I am trying to make sense of the Lévy Itô decomposition, in particular, of a note I have found regarding the size of the jumps.
From the Lévy decomposition we know that any Lévy process is a semimartingale, such that $$ X_t = b_t + \sigma B_t + \int_0^t\int_{\mathbb R} x \,\hat{N}(dt,dx) $$ where $B$ is a Brownian Motion started at $0$, and $$ \hat{N}(dt,dx) = \left\{ \begin{array}{ll} N(dt,dx) - \nu(dx)dt & \mbox{if } |x| < R \\ N(dt,dx) & \mbox{if } |x| \geq R \end{array} \right. $$ for some $R\in[0,\infty]$
What I am trying to make sense of is the following statement:
"If $R = 0$ then $\hat{N} = N$ everywhere, and if $R = \infty$ then $\hat{N} = \tilde{N}$ everywhere" (where $\tilde{N}$ is the compensated Poisson random measure).
Obviously, this make sense if one simply realizes how $\hat{N}$ is defined, but I would like to get a more intuitive idea. In other words, why when $R = \infty$ we have a martingale, and we have 'something else' if $R = 0$?
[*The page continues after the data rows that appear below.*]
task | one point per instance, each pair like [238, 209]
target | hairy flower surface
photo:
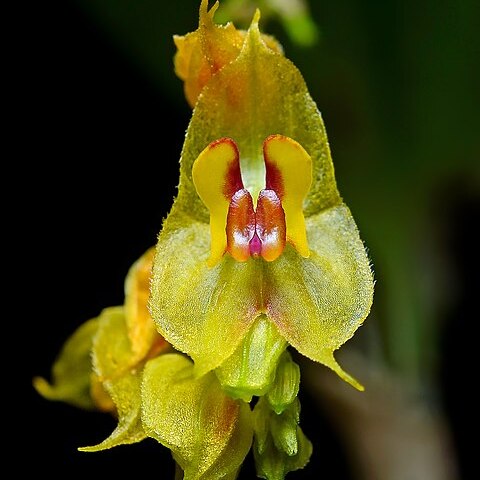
[258, 227]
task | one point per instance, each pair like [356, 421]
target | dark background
[104, 138]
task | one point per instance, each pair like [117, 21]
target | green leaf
[286, 386]
[251, 369]
[208, 432]
[112, 356]
[72, 370]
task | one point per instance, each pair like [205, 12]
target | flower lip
[236, 226]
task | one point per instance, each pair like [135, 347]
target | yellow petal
[216, 175]
[289, 173]
[140, 325]
[208, 432]
[111, 358]
[71, 372]
[317, 303]
[204, 312]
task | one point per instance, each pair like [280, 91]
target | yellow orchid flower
[258, 229]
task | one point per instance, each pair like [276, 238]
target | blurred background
[397, 83]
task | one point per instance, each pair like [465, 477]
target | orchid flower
[258, 253]
[258, 231]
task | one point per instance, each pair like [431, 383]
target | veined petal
[204, 312]
[71, 372]
[258, 94]
[140, 326]
[208, 432]
[289, 173]
[111, 359]
[216, 175]
[317, 303]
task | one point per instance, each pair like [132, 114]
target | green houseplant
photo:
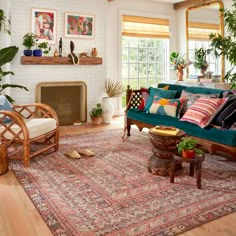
[28, 42]
[96, 114]
[200, 59]
[187, 147]
[7, 54]
[226, 46]
[41, 48]
[178, 63]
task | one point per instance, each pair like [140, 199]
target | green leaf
[7, 54]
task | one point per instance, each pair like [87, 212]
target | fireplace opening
[68, 99]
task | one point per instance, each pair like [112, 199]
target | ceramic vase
[180, 74]
[188, 154]
[107, 110]
[96, 120]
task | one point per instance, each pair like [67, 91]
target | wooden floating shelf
[59, 60]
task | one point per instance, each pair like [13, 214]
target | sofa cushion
[192, 98]
[35, 126]
[211, 133]
[157, 92]
[203, 111]
[163, 106]
[204, 90]
[174, 87]
[5, 105]
[226, 110]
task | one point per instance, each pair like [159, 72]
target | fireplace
[68, 99]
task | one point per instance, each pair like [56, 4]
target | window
[145, 51]
[199, 37]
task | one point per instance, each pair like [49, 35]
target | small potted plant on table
[41, 48]
[96, 114]
[187, 147]
[28, 42]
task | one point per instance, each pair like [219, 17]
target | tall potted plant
[7, 55]
[200, 60]
[96, 114]
[113, 88]
[226, 46]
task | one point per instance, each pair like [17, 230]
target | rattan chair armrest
[36, 110]
[15, 118]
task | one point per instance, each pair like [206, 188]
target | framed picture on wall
[44, 24]
[79, 25]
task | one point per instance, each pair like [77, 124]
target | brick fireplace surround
[68, 99]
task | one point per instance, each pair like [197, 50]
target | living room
[19, 215]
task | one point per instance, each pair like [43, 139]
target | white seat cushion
[35, 126]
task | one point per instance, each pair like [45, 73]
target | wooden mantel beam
[192, 3]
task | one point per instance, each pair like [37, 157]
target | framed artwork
[44, 24]
[79, 25]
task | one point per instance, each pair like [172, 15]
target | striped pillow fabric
[203, 111]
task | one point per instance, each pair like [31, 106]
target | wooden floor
[19, 217]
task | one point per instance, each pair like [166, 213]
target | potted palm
[200, 60]
[28, 42]
[113, 89]
[41, 48]
[187, 147]
[226, 46]
[96, 114]
[7, 54]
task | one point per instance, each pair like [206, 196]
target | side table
[195, 164]
[164, 146]
[3, 159]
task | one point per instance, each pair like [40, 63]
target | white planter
[107, 110]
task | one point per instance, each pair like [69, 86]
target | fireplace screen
[68, 99]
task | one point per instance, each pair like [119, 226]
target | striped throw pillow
[203, 111]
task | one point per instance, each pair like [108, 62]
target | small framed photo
[79, 25]
[44, 24]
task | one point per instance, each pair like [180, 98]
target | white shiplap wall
[31, 75]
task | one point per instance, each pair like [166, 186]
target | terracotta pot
[188, 153]
[180, 74]
[96, 120]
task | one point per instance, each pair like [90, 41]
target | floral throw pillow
[203, 111]
[192, 98]
[168, 107]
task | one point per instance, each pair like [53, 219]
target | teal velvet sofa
[214, 139]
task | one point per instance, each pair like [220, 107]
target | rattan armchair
[32, 129]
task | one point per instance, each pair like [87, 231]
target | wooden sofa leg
[128, 129]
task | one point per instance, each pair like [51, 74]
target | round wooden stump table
[164, 147]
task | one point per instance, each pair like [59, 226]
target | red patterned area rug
[113, 193]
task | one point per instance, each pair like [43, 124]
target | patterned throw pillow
[168, 94]
[192, 98]
[203, 111]
[168, 107]
[144, 99]
[5, 105]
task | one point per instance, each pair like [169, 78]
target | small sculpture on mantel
[94, 52]
[60, 47]
[72, 55]
[83, 54]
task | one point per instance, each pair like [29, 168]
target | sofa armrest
[133, 98]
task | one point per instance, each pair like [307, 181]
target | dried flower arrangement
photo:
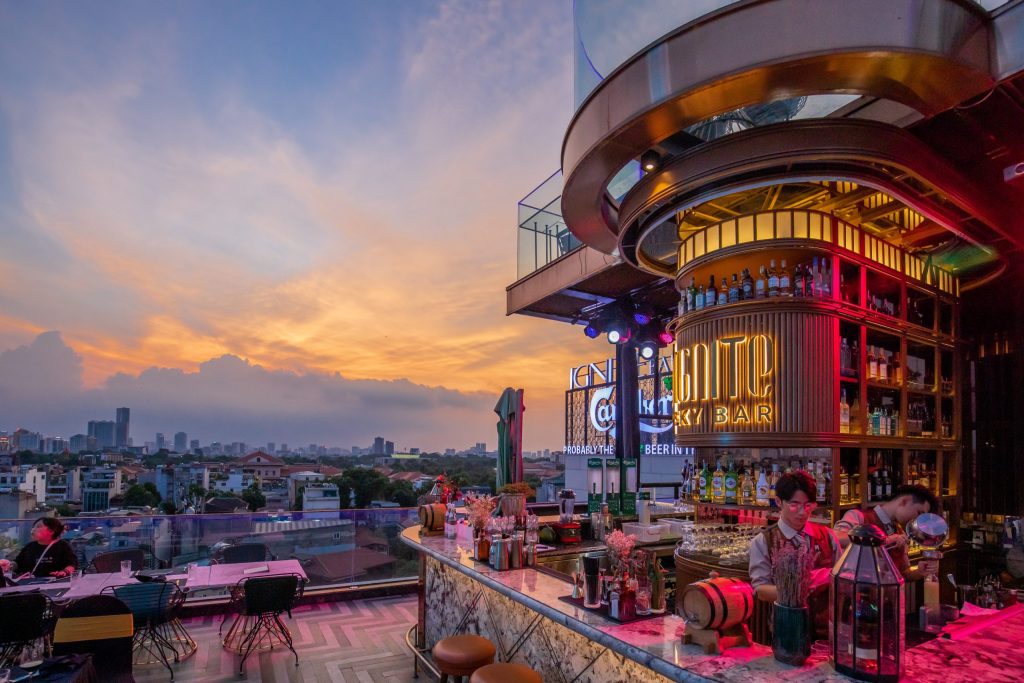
[620, 549]
[518, 488]
[479, 508]
[792, 569]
Thanks to anyone who bothers reading!
Basically, it's the fact that stochastic integrals with respect to a compensated random measure are martingales whereas stochastic integrals with respect to a non-compensated random measure are not martingales.
Just the same as for processes: The Poisson process is not a martingale, but the compensated (or centered) Poisson process is a martingale.